I turned to the various holy men who talked about India and religion, spending extra time on Gandhi, who didn’t fit perfectly within this tradition, but was someone I assumed most of them knew. I showed them photos of Allen Ginsberg dropping out in Varanasi and the Beatles going through their Maharishi phase. What did all this have to do with anthropology? Nothing directly. Which is why the bone diggers in the department didn’t like people like me. We gleefully ran away from the pretention that anthropology was a science. I talked about these men to underscore the larger point I was presenting in the class about the traditional methodology of anthropology: going out in the world, making claims about “natives.” It was as much about the anthropologist as it was about the natives, a point I had made more forcefully lately. America’s obsession with these holy men, and their yoga and Hinduism and spirituality, was about our own obsessions, our own sense of loss and emptiness. We can examine our love of yoga, in other words, to learn about the kinds of things we find important—self-care, balance, and peacefulness—qualities that are absent in other parts of our collec
tive cultural lives.
The more I taught, the more I learned that students needed me to be clear about the exact point I was trying to make so that they could repeat it on an exam. And so I ended the lecture with a simple slide that read: “Americans have been so obsessed with these gurus not only because they fulfill our Orientalist desires, but also because they offer an alternative to the culture and religiosity of Christianity. They offer a counterpoint to the emptiness of Christianity and Western life.” I had used the slide before in other lectures, tucked away among others. I had never featured it so prominently, and for a passing moment, I questioned the wisdom of being so explicit about my point.

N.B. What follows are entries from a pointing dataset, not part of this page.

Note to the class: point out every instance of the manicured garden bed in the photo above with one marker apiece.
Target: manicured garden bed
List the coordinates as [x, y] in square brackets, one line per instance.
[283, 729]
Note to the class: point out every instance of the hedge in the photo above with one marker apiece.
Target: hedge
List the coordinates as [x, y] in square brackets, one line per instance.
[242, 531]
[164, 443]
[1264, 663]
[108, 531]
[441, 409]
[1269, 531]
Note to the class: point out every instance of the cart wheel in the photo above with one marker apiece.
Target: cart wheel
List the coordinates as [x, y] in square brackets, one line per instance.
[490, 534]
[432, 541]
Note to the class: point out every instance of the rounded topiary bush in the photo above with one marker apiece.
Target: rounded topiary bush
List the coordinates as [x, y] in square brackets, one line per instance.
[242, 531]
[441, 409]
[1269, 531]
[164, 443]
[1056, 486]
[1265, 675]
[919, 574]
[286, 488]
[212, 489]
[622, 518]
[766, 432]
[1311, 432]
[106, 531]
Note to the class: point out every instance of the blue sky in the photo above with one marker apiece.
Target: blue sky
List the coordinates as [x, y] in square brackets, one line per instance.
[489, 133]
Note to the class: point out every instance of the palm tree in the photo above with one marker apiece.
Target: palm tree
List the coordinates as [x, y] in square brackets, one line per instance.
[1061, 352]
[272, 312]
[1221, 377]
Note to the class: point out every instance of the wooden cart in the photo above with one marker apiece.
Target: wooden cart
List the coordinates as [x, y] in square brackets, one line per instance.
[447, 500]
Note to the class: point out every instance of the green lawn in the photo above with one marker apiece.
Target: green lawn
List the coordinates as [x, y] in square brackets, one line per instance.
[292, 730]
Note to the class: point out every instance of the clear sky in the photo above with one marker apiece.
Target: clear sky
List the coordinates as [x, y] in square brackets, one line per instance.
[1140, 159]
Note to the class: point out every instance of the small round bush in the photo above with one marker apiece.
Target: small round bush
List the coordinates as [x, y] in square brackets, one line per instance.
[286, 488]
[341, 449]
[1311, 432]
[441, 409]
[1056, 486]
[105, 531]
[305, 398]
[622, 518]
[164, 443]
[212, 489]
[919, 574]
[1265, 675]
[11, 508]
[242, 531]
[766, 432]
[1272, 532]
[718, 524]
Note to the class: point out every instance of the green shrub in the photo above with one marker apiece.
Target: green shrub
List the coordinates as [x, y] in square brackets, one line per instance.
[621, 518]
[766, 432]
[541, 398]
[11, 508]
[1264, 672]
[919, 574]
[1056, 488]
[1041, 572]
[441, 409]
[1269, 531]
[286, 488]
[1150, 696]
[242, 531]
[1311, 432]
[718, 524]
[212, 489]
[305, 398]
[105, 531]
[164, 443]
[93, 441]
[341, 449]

Most of the students were typing into their laptops. Some had their phones out, taking pictures of the slide behind me. There had been so many changes in the classroom since I was in their seats, but this one felt the most unnerving. Every time I changed slides, maybe half the class raised their phones and took a picture. I didn’t like seeing myself in photographs, and now there were pictures of me, standing in front of my ideas, stored in phones all across the campus.
I was done. And exhausted. I glanced around the lecture hall.
To the left of the lectern sat a young man who had attended every lecture since the beginning of the term. He always walked in and out of class alone. The few times I had asked the class to discuss an idea with the student seated next to them, he’d sat there by himself, writing in his meticulous notebook—he was always close enough to me that I could see his pages of handwritten notes. He listened intently to what I said, wrote everything down, but never spoke to anyone. Looking at him now, I saw that he was fiddling with his phone; when he saw me watching him, he shoved it in his pocket. I had taught enough, and engaged with enough students, to pick out the loners from the crowd. As loners go, he seemed pretty middle of the pack, but with excellent penmanship.